In an Ontario courtroom in February 2017, after a decade of litigation plagued by diversionary and often pointless arguments, Justice Belobaba of the Ontario Superior Court brought some resolution and the promise of solace to the thousands of Indigenous people who, as children, were removed from their families and communities in what is now known as the “Sixties Scoop.”
Sally Susan Mathias Martel, previously known by her adoptive name of Marcia Brown, is a First Nation woman from northeastern Ontario raised through adoption by a non-First Nation family. She asserted that she, and others sharing her experience, had an act of ‘identity genocide” committed against them and that she has suffered as a result.
Justice Belobaba agreed, and in his decision declared that the government failed in its “duty of care” by not protecting the identity of Indigenous children placed through adoption or foster care. In his judgment, he states: The uncontroverted evidence of the plaintiffs’ experts is that the loss of identity left the children fundamentally disoriented with reduced ability to lead healthy and fulfilling lives. The loss… resulted in psychiatric disorders, substance abuse, unemployment, violence and numerous suicides”

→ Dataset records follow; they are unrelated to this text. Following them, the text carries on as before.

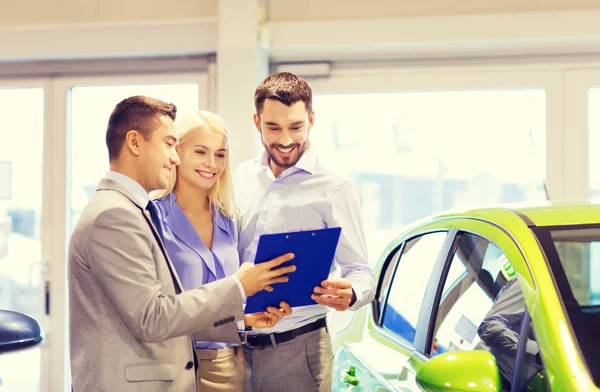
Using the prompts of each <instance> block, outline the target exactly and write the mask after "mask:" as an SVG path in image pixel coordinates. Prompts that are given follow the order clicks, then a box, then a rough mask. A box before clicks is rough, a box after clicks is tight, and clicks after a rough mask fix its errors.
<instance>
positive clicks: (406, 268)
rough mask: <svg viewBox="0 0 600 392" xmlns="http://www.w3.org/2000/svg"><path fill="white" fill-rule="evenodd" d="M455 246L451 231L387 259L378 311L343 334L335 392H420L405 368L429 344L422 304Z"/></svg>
mask: <svg viewBox="0 0 600 392" xmlns="http://www.w3.org/2000/svg"><path fill="white" fill-rule="evenodd" d="M450 243H451V242H449V241H448V232H447V231H436V232H427V233H421V234H417V235H414V236H412V237H410V238H408V239H407V240H405V241H401V242H399V243H398V244H396V246H395V247H393V248H392V249H391V251H390V252H389V253H388V254H387V255H385V256H384V257H385V262H384V264H383V267H382V270H381V273H380V274H379V277H380V278H379V282H378V286H377V291H376V298H375V300H374V301H373V306H372V307H371V308H370V309H369V308H367V309H364V311H363V312H362V313H361V312H359V313H358V314H357V315H356V316H355V319H354V320H353V323H352V328H350V329H349V330H346V331H343V332H342V333H341V339H343V341H344V342H343V343H342V344H341V348H340V350H339V351H338V353H337V354H336V360H335V367H334V384H333V386H334V387H333V390H334V391H342V390H353V391H356V392H358V391H369V392H371V391H412V390H415V388H416V383H415V380H414V374H412V373H410V372H407V371H406V369H407V368H406V366H405V364H406V363H407V362H408V361H409V360H410V358H411V357H412V356H413V354H414V351H415V342H423V341H424V337H425V335H424V334H423V332H422V328H419V324H418V323H419V320H420V319H421V307H422V304H423V302H424V301H423V299H424V297H425V294H426V290H427V287H428V286H429V281H430V276H431V274H432V271H433V269H434V268H435V266H436V265H437V264H439V260H438V259H439V257H440V255H446V254H447V253H448V250H447V249H446V248H445V247H447V246H449V245H450ZM361 317H362V319H361ZM351 368H353V369H354V373H353V375H350V374H349V373H351V371H350V369H351ZM352 379H358V380H360V381H359V382H358V385H351V384H352Z"/></svg>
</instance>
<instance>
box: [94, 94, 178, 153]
mask: <svg viewBox="0 0 600 392" xmlns="http://www.w3.org/2000/svg"><path fill="white" fill-rule="evenodd" d="M176 114H177V107H176V106H175V105H173V104H172V103H166V102H163V101H161V100H159V99H154V98H150V97H144V96H142V95H136V96H134V97H129V98H126V99H124V100H122V101H121V102H119V103H118V104H117V106H115V109H114V110H113V112H112V113H111V115H110V119H109V120H108V128H107V130H106V147H108V159H109V161H113V160H114V159H117V158H118V157H119V154H120V153H121V149H122V148H123V143H124V142H125V135H127V132H129V131H131V130H135V131H138V132H139V133H141V134H142V136H143V137H144V139H145V140H148V139H150V137H151V136H152V132H153V131H154V130H155V129H156V128H157V127H158V121H159V117H160V116H163V115H164V116H169V117H171V118H172V119H173V121H175V115H176Z"/></svg>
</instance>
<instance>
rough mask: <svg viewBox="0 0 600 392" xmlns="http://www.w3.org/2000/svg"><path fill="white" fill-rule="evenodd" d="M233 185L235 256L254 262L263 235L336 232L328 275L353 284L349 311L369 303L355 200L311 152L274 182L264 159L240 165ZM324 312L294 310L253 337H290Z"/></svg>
mask: <svg viewBox="0 0 600 392" xmlns="http://www.w3.org/2000/svg"><path fill="white" fill-rule="evenodd" d="M234 182H235V192H236V200H237V201H238V203H239V209H240V217H239V230H240V234H239V244H238V252H239V254H240V258H241V260H242V262H243V263H248V262H250V263H252V262H254V257H255V255H256V248H257V245H258V239H259V237H260V236H261V235H262V234H272V233H280V232H284V231H286V230H288V231H290V230H299V229H323V228H327V227H341V228H342V232H341V235H340V240H339V243H338V247H337V250H336V253H335V263H334V264H333V267H332V268H333V269H332V273H333V272H334V271H335V269H336V265H337V266H339V267H341V276H342V277H343V278H346V279H348V280H350V281H351V282H352V288H353V289H354V292H355V293H356V302H355V303H354V304H353V305H352V306H351V307H350V309H351V310H356V309H358V308H359V307H361V306H363V305H364V304H366V303H368V302H370V301H371V300H372V298H373V293H374V290H375V282H374V277H373V269H372V267H371V265H370V264H369V262H368V261H367V246H366V240H365V235H364V231H363V227H362V221H361V216H360V210H361V202H360V196H359V193H358V189H357V187H356V184H355V183H354V181H352V179H350V178H348V177H344V176H340V175H338V174H336V173H334V172H332V171H331V170H329V169H327V168H326V167H325V166H324V165H323V164H321V163H320V162H319V159H318V154H317V152H316V150H315V149H314V147H310V148H309V149H308V150H307V151H306V152H305V153H304V155H302V158H300V160H299V161H298V163H297V164H296V165H295V166H293V167H290V168H288V169H286V170H285V171H284V172H283V173H281V175H280V176H279V177H277V178H275V176H274V175H273V172H272V171H271V168H270V167H269V158H268V155H267V154H266V153H264V154H263V155H262V156H261V157H260V158H258V159H253V160H249V161H246V162H243V163H241V164H240V165H239V167H238V168H237V169H236V171H235V173H234ZM292 262H293V261H292ZM327 311H328V308H327V307H325V306H322V305H319V304H317V303H315V305H309V306H301V307H297V308H294V309H293V313H292V314H291V315H290V316H287V317H284V318H283V319H281V320H280V321H279V322H278V323H277V325H275V327H273V328H267V329H257V328H255V329H254V331H255V332H256V333H260V334H265V333H273V332H284V331H289V330H292V329H295V328H298V327H301V326H303V325H305V324H308V323H311V322H313V321H316V320H317V319H319V318H322V317H324V316H325V315H326V313H327Z"/></svg>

The courage and perseverance of Sally Martel and many other Survivors resulted in an acknowledgement of the wrongs committed against them, and it established a fiscal settlement for First Nations Survivors in nonIndigenous care between 1951 and 1991.
Further, through the work of Survivors and dedicated advocates, that settlement was extended by the Federal government to include all qualified Survivors not only from Ontario, where the class action was initiated, but to Survivors from across the country.
At the time of writing, compensation is being disbursed to those who have registered and been deemed qualified under the terms of the Sixties Scoop Settlement Agreement, dated November 2017.
As proposed by the Survivors, and agreed by the government, the settlement also directed that “a foundation be established to enable change and reconciliation, and in particular access to education, healing and wellness, and commemoration activities for communities and individuals.”
It further states that it is intended to “bridge the generations and give meaning to suffering, as well as to provide healing and reconciliation to the whole of Canada, now and for the future.” The settlement further directs that 50-million-dollars initially be granted to a Foundation, that it be governed by a board of no more than ten and not less than six, that it comply with the Canada Not for Profit Corporations Act.